Journal article
Crypt4GH: A file format standard enabling native access to encrypted data
A Senf, R Davies, F Haziza, J Marshall, J Troncoso-Pastoriza, O Hofmann, TM Keane
Bioinformatics | OXFORD UNIV PRESS | Published : 2021
Abstract
Motivation: The majority of genome analysis tools and pipelines require data to be decrypted for access. This potentially leaves sensitive genetic data exposed, either because the unencrypted data is not removed after analysis, or because the data leaves traces on the permanent storage medium.
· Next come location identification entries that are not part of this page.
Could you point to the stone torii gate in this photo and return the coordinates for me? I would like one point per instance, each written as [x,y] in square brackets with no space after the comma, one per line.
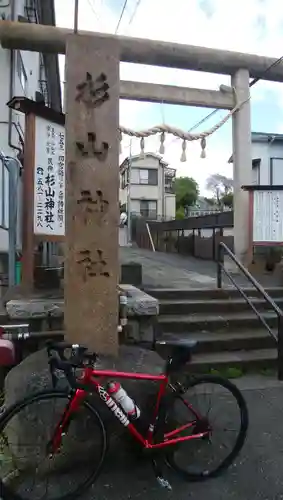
[92,141]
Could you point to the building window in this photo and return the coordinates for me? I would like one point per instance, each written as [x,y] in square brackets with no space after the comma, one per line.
[148,209]
[124,179]
[21,72]
[144,176]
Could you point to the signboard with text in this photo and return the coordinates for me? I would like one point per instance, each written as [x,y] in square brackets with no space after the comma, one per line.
[268,217]
[49,178]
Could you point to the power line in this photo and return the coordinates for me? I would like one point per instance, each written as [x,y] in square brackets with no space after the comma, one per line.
[135,11]
[121,16]
[251,84]
[93,9]
[255,80]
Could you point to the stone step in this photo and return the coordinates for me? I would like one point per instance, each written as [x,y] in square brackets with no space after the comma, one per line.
[212,342]
[214,322]
[247,361]
[205,306]
[208,293]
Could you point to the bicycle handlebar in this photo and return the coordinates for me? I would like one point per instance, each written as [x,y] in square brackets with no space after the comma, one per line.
[59,361]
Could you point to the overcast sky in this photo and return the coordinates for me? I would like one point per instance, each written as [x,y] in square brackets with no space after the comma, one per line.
[253,26]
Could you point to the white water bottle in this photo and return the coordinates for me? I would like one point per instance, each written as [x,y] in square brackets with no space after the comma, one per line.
[119,394]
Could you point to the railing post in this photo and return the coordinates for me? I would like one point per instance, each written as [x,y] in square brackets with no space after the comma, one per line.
[280,348]
[219,262]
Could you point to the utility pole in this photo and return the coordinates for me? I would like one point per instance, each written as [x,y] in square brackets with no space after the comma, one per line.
[76,16]
[129,195]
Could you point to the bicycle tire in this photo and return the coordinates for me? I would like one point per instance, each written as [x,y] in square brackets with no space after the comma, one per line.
[191,382]
[14,410]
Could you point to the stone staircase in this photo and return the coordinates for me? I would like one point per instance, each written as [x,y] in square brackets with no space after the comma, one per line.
[228,332]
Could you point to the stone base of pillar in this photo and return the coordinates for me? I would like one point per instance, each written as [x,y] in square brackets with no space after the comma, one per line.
[232,267]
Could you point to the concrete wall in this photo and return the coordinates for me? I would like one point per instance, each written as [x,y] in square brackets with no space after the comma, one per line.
[271,165]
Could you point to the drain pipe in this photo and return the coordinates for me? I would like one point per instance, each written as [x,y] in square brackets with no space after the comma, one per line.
[11,86]
[14,166]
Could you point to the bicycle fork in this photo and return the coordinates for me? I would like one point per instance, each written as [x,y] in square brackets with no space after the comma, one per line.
[164,483]
[159,436]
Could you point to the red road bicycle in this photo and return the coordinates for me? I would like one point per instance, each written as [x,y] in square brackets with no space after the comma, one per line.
[161,437]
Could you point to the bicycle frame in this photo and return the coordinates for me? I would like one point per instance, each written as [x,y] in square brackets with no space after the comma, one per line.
[90,377]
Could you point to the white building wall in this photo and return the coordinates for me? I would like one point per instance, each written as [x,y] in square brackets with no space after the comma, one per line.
[31,66]
[157,193]
[266,151]
[170,206]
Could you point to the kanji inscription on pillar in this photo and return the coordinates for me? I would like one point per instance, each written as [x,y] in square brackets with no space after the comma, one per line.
[49,178]
[92,188]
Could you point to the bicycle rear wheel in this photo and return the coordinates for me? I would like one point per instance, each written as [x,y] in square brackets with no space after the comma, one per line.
[201,458]
[26,468]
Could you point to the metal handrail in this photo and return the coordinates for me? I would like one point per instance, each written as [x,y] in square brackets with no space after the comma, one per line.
[222,248]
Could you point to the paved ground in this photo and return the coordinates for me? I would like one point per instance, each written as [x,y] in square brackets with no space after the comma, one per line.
[257,475]
[178,271]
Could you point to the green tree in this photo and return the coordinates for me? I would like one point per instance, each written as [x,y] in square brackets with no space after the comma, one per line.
[222,189]
[186,191]
[227,200]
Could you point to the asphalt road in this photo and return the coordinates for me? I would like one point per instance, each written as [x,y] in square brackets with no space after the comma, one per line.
[257,475]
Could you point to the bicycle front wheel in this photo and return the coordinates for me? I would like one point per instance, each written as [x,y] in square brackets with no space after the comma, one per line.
[27,470]
[224,426]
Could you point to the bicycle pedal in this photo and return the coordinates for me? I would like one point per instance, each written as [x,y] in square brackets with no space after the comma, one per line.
[164,483]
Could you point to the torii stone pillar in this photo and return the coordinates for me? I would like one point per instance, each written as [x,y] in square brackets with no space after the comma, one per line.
[92,190]
[242,166]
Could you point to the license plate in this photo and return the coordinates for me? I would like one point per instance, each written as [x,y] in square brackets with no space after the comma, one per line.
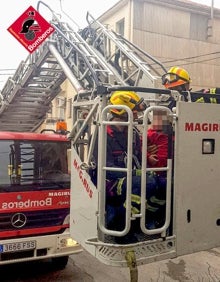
[16,247]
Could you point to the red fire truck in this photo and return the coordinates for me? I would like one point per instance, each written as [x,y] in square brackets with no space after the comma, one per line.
[35,198]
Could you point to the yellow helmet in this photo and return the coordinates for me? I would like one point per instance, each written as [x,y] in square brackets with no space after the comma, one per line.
[127,98]
[174,77]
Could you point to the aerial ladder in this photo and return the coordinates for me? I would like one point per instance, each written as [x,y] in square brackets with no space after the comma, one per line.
[26,96]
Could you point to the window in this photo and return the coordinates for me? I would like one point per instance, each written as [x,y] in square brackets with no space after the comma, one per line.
[198,27]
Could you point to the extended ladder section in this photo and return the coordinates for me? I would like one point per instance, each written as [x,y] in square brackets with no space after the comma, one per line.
[135,66]
[67,54]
Results: : We defined a file container specification enabling direct byte-level compatible random access to encrypted genetic data stored in community standards such as SAM/BAM/CRAM/VCF/BCF. By standardizing this format, we show how it can be added as a native file format to genomic libraries, enabling direct analysis of encrypted data without the need to create a decrypted copy.
Grants
Awarded by European Commission
Funding Acknowledgements
This work was supported by the following grants: Wellcome (100956/Z/13/Z, 201535/Z/16/Z, 206194) [TMK, AS, RD], Strategic Focal Area "Personalized Health and Related Technologies (PHRT)" of the ETH Domain #2017-201 [JTP], European Joint Programme on Rare Diseases (EJP-RD) #825575 [FH], and NHMRC grant #1113531 and the Medical Research Future Fund [OH].